Wednesday, November 27, 2013

Divorce and Social Security: What Every Spouse Should Know

By: Carole L. Chiamp

There are enough rules about social security to drive one crazy trying to figure them out.  But there is some simple information below that can be very helpful.  Unfortunately one of the biggest assets, the stream of income from social security is often ignored in divorce.

Ten Year Marriage Rule

If you and your former spouse were married for ten years or more and your former spouse paid into the social security trust fund, you may be entitled to a portion of retirement benefits and/or survivor benefits on your former spouse’s account if you have not remarried.  Eligibility is not dependent on recognition of these rights in the judgment dissolving your marriage.  The federal government provides these benefits; the state divorce judgment need not specifically address them.  At ten years of marriage certain rights enure to the benefit of the non-working spouse.  However, if you decide to get divorced at nine and a half years of marriage, it would be helpful to not enter the judgment of divorce until one day after your tenth anniversary.  It costs neither spouse anything to wait as the wage earning spouse is not penalized by any reduction in benefits, even if the spouse is married for ten years more than one time.

Survivor Benefits

Former spouses may be eligible for survivor benefits.  If your former spouse dies, and you meet the ten year marriage requirement, you will be eligible for reduced survivor benefits at the age of sixty and full survivor benefits at the age of sixty-five.  As with spouse’s benefits, your receipt of social security survivor benefits does not affect the amount of benefits paid to anyone else on your former spouse’s social security account.

If you remarry before turning sixty years old, you will lose your rights to retirement and survivor benefits on your former spouse’s account.  You are still eligible for both spouse’s and survivor benefits on your former spouse’s account if you remarry after age sixty.  You also may become “re-eligible” for benefits on your former spouse’s account if you remarry before sixty but that marriage also ends.

You cannot receive both spouse’s benefits and survivor benefits from your current spouse.  If you are receiving spousal benefits at the time your former spouse dies, your benefits automatically convert to survivor benefits by the social security system.

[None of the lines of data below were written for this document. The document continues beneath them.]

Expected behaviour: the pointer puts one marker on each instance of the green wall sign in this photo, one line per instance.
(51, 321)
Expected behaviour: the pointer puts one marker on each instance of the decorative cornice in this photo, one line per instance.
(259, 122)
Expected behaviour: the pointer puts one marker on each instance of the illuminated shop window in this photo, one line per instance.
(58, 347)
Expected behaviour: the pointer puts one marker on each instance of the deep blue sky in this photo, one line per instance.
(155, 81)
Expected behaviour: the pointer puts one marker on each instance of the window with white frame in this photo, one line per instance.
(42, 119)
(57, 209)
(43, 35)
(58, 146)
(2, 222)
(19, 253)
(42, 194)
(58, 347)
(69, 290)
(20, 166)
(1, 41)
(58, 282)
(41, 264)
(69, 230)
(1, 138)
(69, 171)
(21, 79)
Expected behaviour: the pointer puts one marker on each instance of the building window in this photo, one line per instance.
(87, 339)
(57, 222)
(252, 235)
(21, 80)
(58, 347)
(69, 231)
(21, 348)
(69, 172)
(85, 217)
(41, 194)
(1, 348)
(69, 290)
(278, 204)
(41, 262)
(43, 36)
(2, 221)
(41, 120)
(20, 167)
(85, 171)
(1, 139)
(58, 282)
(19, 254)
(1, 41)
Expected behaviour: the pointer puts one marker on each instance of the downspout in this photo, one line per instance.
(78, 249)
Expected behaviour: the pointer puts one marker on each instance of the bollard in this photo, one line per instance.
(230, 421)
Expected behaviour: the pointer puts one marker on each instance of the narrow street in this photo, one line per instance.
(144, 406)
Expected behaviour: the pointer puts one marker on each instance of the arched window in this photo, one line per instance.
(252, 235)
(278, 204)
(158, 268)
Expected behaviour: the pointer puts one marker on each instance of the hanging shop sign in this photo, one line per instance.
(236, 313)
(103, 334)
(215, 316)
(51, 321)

Divorces and Spousal Support Benefits in Marriages of Long Duration

When spouses have been married a long time and a divorce settlement is being negotiated consider how social security will affect each spouse. Think of the situation where the working spouse receives, or will receive, say $1,000 monthly benefit from social security retirement while the other spouse receives or will receive $500.  (The benefits are such that the non-working spouse receives one-half of the amount which the retired worker receives).  The court has the authority to make a fair division.  In doing so, the non-working spouse may successfully argue that one spouse should not receive one-half the amount  since both contributed equally to the marriage, one by being out of the work force to raise the children while the other earns social security credits.  That argument is most often the argument needed for the wife who has been out of the work force and will never be able to earn as much during her shorter outside the home work life as the husband.  Other arguments may be made to offset some of the harm by awarding her more of the other assets of the couple.

Contact Information

Social security laws are constantly changing and may affect your future benefits.  To be sure of your exact benefits and earlier eligibility to receive them, contact the social security administration directly.  The Department of Health and Human Services issues numerous free pamphlets explaining exactly what your benefits are and how recent legislation affects them.  Two booklets that may be helpful to you are Understanding Social Security (January 1991) and Survivors (January 1991).  For free copies of either or both pamphlets, contact the Department of Health and Human Services directly at 800-722-1213.